Las Vegas Sun

April 25, 2024

Columnist Jeff German: Culinary reaching for Arnold’s star power

Culinary Union leaders acknowledge it's going to be a long shot to get Arnold Schwarzenegger to take the side of the Aladdin workers looking for a collective bargaining agreement.

"Maybe a miracle will happen," says Glen Arnodo, the union's political director.

And maybe porn king Larry Flynt will also out-poll Schwarzenegger in California's Oct. 7 recall election.

Arnodo says a small group of Aladdin workers -- a cook, two food servers, a housekeeper and a porter, all of whom are immigrants like Schwarzenegger -- will travel to Santa Monica on Wednesday to seek Schwarzenegger's help during a demonstration outside the Hollywood star's production company.

Schwarzenegger is being singled out because of his ties to Planet Hollywood, which is resisting the union's organizing campaign as it prepares to take over the bankrupt Aladdin.

The "Terminator" sold his interests in the international restaurant chain in 2000, but still has an agreement, like 30 other stars, to let the company use his name in association with Planet Hollywood around the world.

"With one phone call, he can probably get Planet Hollywood to end this war at the Aladdin," Arnodo says without breaking into a laugh. "Schwarzenegger is the biggest celebrity they've got."

Which brings us to the real reason why the Culinary Union is trying to drag Schwarzenegger into the fray.

It's not to see whether the conservative has a bleeding heart, but rather to try to latch onto the storm of publicity surrounding his Republican candidacy in the California recall election and attract national attention to the Planet Hollywood fight.

It is nothing but a classic union publicity stunt aimed at pressuring Planet Hollywood CEO Robert Earl to see things the union's way at the Aladdin.

The union hasn't even made a solid effort to reach Schwarzenegger before traveling to California this week because it probably already knows that it's not going to get any help from him.

The California Labor Federation, the largest labor organization in the state with some 2 million members, has endorsed Democratic Lt. Gov. Cruz Bustamante in the race. Even the Culinary's sister hotel workers union in California is backing Bustamante.

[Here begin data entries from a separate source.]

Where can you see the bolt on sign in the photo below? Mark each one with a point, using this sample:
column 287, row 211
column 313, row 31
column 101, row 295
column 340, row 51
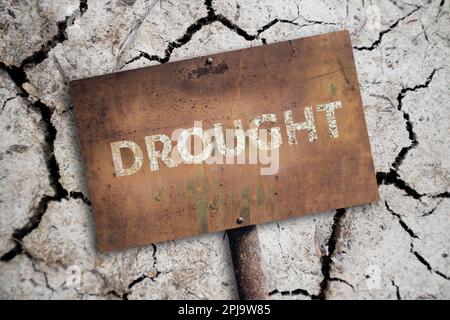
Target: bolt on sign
column 229, row 140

On top of that, Schwarzenegger has been critical of California's fast-growing casino industry, primarily run by Indian tribes, for not paying its fair share of taxes to the state's broken economy.

In Nevada, you'll recall, the Culinary Union aligned itself with the casino industry's ill-fated push to spread the state's tax burden to other businesses.

So Schwarzenegger isn't even a natural political ally of the Culinary Union.

But he's a perfect mark to gain national exposure in the union's fight with Planet Hollywood -- if the media in Hollywood takes the bait.